When Tim Farron gave his very honest statement standing down as leader of the Lib Dems, he made it explicitly clear that he has resigned because he feels he can no longer lead the party and also be a committed, faithful Christian in today's climate: "To be a leader, particularly of a progressive liberal party in 2017 and to live as a committed Christian and to hold faithful to the Bible's teaching has felt impossible for me."
Rarely in British political history has a politician spoken so clearly about his faith and how it interacted with his politics. Throughout his tenure as leader of the Liberal Democrats, Farron has routinely been under intense scrutiny over his privately held faith beliefs.

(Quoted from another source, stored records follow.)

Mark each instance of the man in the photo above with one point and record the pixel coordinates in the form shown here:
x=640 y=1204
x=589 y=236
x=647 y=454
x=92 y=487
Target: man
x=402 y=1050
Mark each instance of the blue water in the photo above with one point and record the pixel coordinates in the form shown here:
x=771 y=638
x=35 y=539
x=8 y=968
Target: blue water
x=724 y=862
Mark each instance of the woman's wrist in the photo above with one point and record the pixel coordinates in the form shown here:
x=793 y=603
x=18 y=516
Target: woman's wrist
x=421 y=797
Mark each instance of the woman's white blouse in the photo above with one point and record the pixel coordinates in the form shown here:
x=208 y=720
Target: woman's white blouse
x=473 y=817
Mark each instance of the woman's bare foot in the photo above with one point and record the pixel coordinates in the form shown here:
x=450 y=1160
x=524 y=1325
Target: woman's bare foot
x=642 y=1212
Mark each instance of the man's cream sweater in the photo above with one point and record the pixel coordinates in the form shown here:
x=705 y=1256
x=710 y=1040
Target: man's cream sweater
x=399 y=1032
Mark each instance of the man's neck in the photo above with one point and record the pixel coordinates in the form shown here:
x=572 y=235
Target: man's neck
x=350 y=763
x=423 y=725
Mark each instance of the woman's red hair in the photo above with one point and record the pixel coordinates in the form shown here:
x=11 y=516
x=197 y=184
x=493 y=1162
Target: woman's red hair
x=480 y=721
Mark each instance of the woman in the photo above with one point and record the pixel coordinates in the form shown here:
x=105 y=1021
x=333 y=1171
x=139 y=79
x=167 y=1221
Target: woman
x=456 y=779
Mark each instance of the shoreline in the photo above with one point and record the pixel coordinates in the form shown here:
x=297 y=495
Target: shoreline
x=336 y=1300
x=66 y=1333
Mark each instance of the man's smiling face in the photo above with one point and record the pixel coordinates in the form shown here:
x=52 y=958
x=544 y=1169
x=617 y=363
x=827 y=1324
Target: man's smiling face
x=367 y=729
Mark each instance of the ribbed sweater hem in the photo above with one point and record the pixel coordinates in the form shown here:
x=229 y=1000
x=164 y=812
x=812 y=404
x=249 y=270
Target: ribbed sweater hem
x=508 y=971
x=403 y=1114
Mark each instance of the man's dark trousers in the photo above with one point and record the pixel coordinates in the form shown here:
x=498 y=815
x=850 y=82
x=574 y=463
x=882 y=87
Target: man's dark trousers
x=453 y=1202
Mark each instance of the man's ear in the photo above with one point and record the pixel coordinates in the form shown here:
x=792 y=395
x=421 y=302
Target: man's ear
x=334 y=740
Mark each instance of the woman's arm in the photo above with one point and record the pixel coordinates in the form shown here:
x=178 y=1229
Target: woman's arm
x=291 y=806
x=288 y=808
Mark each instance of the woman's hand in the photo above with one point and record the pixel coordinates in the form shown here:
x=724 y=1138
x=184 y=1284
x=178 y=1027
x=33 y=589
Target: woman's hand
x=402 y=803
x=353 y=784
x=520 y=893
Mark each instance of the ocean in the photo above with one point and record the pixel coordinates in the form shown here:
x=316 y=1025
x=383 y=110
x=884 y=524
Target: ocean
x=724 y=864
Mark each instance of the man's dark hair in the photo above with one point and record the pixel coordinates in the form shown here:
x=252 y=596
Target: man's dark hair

During the recent election campaign, when he wanted to be talking about his party’s policies, he instead kept on facing questions about his views on issues such as gay sex and abortion. In his statement, Farron had the good grace to admit he could have answered those questions more wisely.
Farron has exposed the sobering reality that our modern, progressive, pluralist society is no where near as tolerant or as open minded as it likes to think. As he himself put it: "Even so, I seem to be the subject of suspicion because of what I believe and who my faith is in. In which case, we are kidding ourselves if we think we yet live in a tolerant, liberal society”. Farron’s experience is by no means an isolated one. Think back to the media’s reaction to Dan Walker becoming the host of BBC Breakfast, or the hysteria from some over the DUP’s involvement in supporting the government.
Today, to be thought of as ‘tolerant’ you need to be fully signed up to society’s pre-determined and very ideological agenda. Fail to agree that same-sex marriage is right, or that abortion is a human right and you will find yourself ridiculed and dismissed as ‘intolerant’. Proponents of the new orthodoxy simply cannot abide anyone who publicly disagrees with them. Diversity for them is a diversity of people who all agree with their ‘progressive’ views.
Fail to agree that same-sex marriage is right, or that abortion is a human right and you will find yourself ridiculed and dismissed as ‘intolerant’
The result of this narrow and intolerant position is that orthodox and evangelical Christianity is viewed with ever increasing suspicion and hostility. As a result, our society is becoming more and more impoverished by our persistent refusal to accept there are different points of view. What’s wrong with thinking that same-sex marriage is wrong? Why should we fear those who disagree with us? The mark of a truly pluralistic society is one where people are allowed to actually believe different things.
The tragic irony is that Farron’s particular mix of faith and politics is very non-threatening. He did not believe in trying to enforce Christian morality on wider society. He openly admitted that to try to do so hinders, rather than helps the spread of the gospel. He was in that sense, a classic liberal. You might disagree with Farron’s policies, but he could hardly be described as some hard-line fundamentalist. It’s not as if he was seeking to impose the Christian worldview through state policy, in fact, the very opposite.
The Prime Minister has spoken before about the absolute right of Christians to speak about their faith in the workplace. But it is not enough simply to talk about these things. The proof is in the pudding. Policy makers must look again at introducing a reasonable accommodation clause into law to help safeguard the rights of Christians and others of faith against further encroachments on our freedom.
It is not enough simply to talk about these things. The proof is in the pudding.
The Christian charity CARE, in partnership with the think tank Respublica produced a report last year arguing for such a clause and suggesting a range of other policy solutions and the government would do well to engage with it.
Farron finished by saying it must have taken something incredible for him to give up being leader of the party he loved. It must, then, have been something: "so amazing, so divine, it demands my soul, my life, my all". These words, quoted by Farron are taken from the Isaac Watts hymn 'When I survey the wondrous cross'. They express a glorious truth about the sufficiency and quality of Christ's love for his people.
The great lesson of the Christian life is that Christ is worth it. He is worth the aggravation and trouble. He is worth the reproach that we will face from a hostile world. Farron clearly feels he cannot serve two masters. In my view, he’s picked the right one to follow.